Is there a combination of technical mechanisms; along with a revocation mechanism, transparency logs to aid auditability, etc. that could address these concerns?

dmarti · 2021-06-10T17:22:00Z

It should be possible for anyone to run a crawler to figure out if a set is valid. (I would be interested in collaborating on a crawler project to produce a validation tool and directory of sets. If anyone else is working on a crawler/validator/directory for first party sets, I would appreciate a link.) Three categories of items that a crawler could check:

A set could define a list of resources under .well-known that are required to be identical across site members. For example, a policy could require that if /.well-known/gpc.json is present on a site, then only sites with an identical resource at that path would be eligible to be a member of a first-party set.
Other resources outside of /.well-known can also be compared to determine validity of a set if present and identical. For example, if both site A and site B have an /ads.txt and the content does not match, then that is evidence that A and B are administered separately for purposes of some business relationships, and therefore not members of a valid set with each other.
Other items clearly need to be common across sites from the user point of view, but are more complicated to check. For example, the privacy policies for two members of a set could be identical in text, but different in content because of different styling. Privacy policies would have to use markup to facilitate comparison.

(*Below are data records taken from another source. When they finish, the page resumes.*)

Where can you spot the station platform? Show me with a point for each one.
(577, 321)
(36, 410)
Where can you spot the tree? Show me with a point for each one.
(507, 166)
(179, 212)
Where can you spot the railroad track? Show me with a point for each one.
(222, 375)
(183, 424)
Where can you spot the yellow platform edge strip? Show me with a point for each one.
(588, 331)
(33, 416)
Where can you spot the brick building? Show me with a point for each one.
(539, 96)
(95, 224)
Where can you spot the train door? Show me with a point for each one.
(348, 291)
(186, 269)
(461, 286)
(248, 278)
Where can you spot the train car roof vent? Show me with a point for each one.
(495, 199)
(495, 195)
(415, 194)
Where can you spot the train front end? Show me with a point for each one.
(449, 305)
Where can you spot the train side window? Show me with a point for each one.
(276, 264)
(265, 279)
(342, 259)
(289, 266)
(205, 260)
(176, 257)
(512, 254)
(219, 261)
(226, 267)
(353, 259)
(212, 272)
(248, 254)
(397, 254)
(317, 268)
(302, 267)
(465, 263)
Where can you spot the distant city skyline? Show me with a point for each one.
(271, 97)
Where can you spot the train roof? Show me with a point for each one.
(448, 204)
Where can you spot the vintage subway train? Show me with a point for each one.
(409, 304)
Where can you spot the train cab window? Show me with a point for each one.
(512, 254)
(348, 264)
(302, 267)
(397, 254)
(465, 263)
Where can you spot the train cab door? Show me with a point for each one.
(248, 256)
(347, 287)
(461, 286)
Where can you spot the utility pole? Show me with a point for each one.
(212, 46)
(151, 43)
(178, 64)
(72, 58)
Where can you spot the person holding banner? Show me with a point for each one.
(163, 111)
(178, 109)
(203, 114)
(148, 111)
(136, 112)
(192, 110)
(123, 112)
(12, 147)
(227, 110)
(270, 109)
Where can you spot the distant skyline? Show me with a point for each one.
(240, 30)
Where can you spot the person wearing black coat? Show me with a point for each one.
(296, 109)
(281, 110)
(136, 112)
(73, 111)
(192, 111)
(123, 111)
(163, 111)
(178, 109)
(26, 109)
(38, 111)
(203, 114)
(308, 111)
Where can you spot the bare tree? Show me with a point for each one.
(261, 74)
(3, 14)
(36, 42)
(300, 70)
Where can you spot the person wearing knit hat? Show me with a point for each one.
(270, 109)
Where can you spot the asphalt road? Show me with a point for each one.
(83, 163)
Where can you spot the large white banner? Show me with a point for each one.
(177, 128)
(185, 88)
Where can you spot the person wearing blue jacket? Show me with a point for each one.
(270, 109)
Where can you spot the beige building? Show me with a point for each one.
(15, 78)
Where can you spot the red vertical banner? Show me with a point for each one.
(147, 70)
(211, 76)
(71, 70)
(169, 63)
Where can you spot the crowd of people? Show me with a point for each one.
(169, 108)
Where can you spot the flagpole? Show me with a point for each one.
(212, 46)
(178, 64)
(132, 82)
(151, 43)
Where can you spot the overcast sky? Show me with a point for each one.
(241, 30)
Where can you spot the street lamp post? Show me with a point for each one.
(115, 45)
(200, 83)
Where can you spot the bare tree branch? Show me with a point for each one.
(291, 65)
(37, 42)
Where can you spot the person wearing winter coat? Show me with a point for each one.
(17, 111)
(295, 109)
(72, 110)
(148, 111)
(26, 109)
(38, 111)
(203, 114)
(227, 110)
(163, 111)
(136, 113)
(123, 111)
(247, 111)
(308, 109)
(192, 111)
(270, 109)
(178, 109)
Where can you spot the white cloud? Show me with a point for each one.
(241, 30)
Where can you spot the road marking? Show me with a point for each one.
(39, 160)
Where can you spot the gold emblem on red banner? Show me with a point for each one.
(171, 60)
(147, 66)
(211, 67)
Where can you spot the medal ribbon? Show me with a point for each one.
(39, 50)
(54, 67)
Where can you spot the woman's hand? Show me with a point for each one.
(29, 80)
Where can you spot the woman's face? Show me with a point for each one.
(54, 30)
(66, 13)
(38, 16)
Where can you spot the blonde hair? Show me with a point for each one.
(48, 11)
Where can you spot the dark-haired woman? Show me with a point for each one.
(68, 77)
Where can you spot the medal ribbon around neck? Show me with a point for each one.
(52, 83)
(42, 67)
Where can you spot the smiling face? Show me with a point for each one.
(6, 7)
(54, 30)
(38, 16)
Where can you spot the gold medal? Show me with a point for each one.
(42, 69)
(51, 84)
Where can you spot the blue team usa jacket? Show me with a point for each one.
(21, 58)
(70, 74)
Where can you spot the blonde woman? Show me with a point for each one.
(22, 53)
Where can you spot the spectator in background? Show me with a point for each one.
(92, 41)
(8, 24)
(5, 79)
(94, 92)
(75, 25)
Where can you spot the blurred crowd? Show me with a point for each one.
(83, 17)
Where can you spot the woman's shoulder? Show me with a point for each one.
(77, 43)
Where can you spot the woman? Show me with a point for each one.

Common branding resources and guidelines are also clearly necessary, so that a user is aware when they are using sites that share a set. This might include a common set of graphic elements and size at which the elements must be visible -- but there are a11y concerns. We would need to be confident that a user of assistive technologies will be able to recognize when they are using sites that are members of the same set.

Related discussion of set validation at issue 14

cfredric · 2021-08-05T21:54:12Z

For example, if both site A and site B have an /ads.txt and the content does not match, then that is evidence that A and B are administered separately for purposes of some business relationships, and therefore not members of a valid set with each other.

My opinion is that using ads.txt content as a proxy for "owning entity" is probably not a good fit, as there may be reasons for different sites owned by the same publisher to have different ads.txt files, if the sites serve different purposes. Using ads.txt this way also seems to imply some connection between First-Party Sets and ads use-cases, which would be unfortunate since First-Party Sets is not connected to ads use cases.

dmarti · 2021-08-10T00:57:38Z

There are also good reasons for sites owned by the same publishing group not to be eligible for the same first-party set. Whether or not two sites can reasonably be parts of a first-party set is more about user-visible branding and expectations of data handling than about ownership structure. (For example, two independently owned radio station sites that are part of the same network and run the same news and talk shows might be part of the same first-party set, but a scientific journal and a local news site that are two divisions of the same corporation might not be.)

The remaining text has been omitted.